The operations of the bank are also subject to the:
Right to Financial Privacy Act, which imposes a duty to maintain confidentiality of consumer financial records and prescribes procedures for complying with administrative subpoenas of financial records;
Electronic Funds Transfer Act and Regulation E promulgated thereunder, which govern automatic deposits to and withdrawals from deposit accounts and customers' rights and liabilities arising from the use of automated teller machines and other electronic banking services;
Check Clearing for the 21st Century Act, which gives 'substitute checks,' such as digital check images and copies made from that image, the same legal standing as the original paper check; and
The Uniting and Strengthening America by Providing Appropriate Tools Required to Intercept and Obstruct Terrorism Act of 2001, as amended (the 'USA Patriot Act'), which requires financial institutions to, among other things, establish broadened anti-money laundering compliance programs, and due diligence policies and controls to ensure the detection and reporting of money laundering. Such required compliance programs are intended to supplement existing compliance requirements that also apply to financial institutions under the bank Secrecy Act and the Office of Foreign Assets Control regulations.
Transactions between the company and the bank are quantitatively and qualitatively restricted under Sections 23A and 23B of the Federal Reserve Act and Federal Reserve Regulation W. Section 23A places restrictions on the bank's 'covered transactions' with the company, including loans and other extensions of credit, investments in the securities of, and purchases of assets from the company. Section 23B requires that certain transactions, including all covered transactions, be on market terms and conditions. Federal Reserve Regulation W combines statutory restrictions on transactions between the bank and the company with FRB interpretations in an effort to simplify compliance with Sections 23A and 23B.
The company is subject to the disclosure and regulatory requirements of the 1933 Act and the 1934 Act, both as administered by the SEC. As a company listed on the Nasdaq Global Select Market, the company is subject to Nasdaq listing standards for listed companies.
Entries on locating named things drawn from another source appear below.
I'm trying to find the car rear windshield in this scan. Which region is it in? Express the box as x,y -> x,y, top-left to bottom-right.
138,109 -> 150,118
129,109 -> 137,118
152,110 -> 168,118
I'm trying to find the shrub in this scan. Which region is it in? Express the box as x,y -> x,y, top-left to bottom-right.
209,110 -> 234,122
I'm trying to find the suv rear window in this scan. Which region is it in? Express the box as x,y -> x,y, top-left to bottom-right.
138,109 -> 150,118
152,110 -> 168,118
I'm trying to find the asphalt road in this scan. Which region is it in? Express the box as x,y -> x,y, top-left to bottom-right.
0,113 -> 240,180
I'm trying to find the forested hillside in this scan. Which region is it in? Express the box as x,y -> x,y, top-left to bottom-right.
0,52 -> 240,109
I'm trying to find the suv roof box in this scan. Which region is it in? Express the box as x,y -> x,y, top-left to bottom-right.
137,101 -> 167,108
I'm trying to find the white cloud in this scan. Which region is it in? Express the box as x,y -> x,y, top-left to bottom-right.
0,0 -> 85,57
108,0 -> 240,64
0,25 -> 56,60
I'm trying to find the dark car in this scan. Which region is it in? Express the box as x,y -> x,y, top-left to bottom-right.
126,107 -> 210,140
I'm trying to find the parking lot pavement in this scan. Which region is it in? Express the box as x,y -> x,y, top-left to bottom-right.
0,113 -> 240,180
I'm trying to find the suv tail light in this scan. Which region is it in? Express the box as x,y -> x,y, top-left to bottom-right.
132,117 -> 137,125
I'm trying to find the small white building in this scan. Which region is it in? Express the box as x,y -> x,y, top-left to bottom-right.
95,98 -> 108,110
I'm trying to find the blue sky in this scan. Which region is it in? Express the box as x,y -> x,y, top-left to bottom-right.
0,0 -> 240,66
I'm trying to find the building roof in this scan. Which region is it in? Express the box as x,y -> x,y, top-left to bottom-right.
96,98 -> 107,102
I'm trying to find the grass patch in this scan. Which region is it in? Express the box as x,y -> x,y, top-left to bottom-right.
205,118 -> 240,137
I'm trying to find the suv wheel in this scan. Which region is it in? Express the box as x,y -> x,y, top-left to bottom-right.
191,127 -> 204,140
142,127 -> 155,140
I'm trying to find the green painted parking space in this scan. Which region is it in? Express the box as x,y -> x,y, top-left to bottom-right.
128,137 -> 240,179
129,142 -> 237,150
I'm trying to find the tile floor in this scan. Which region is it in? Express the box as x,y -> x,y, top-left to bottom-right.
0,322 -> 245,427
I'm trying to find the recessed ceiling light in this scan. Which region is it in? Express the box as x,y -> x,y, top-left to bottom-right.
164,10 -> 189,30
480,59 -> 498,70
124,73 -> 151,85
As discussed above, the company is also subject to the Sarbanes-Oxley Act of 2002, provisions of the Dodd-Frank Act, and other federal and state laws and regulations which address, among other issues, required executive certification of financial presentations, corporate governance requirements for board audit committees and their members, and disclosure of controls and procedures and internal control over financial reporting, auditing and accounting, executive compensation, and enhanced and timely disclosure of corporate information. Nasdaq has also adopted corporate governance rules, which are intended to allow shareholders and investors to more easily and efficiently monitor the performance of companies and their directors.
Finally, the company is subject to the provisions of the California General Corporation Law, while the bank is also subject to the Financial Code provisions.
History
Oak Valley Bancorp was incorporated under the laws of the state of California in 1990.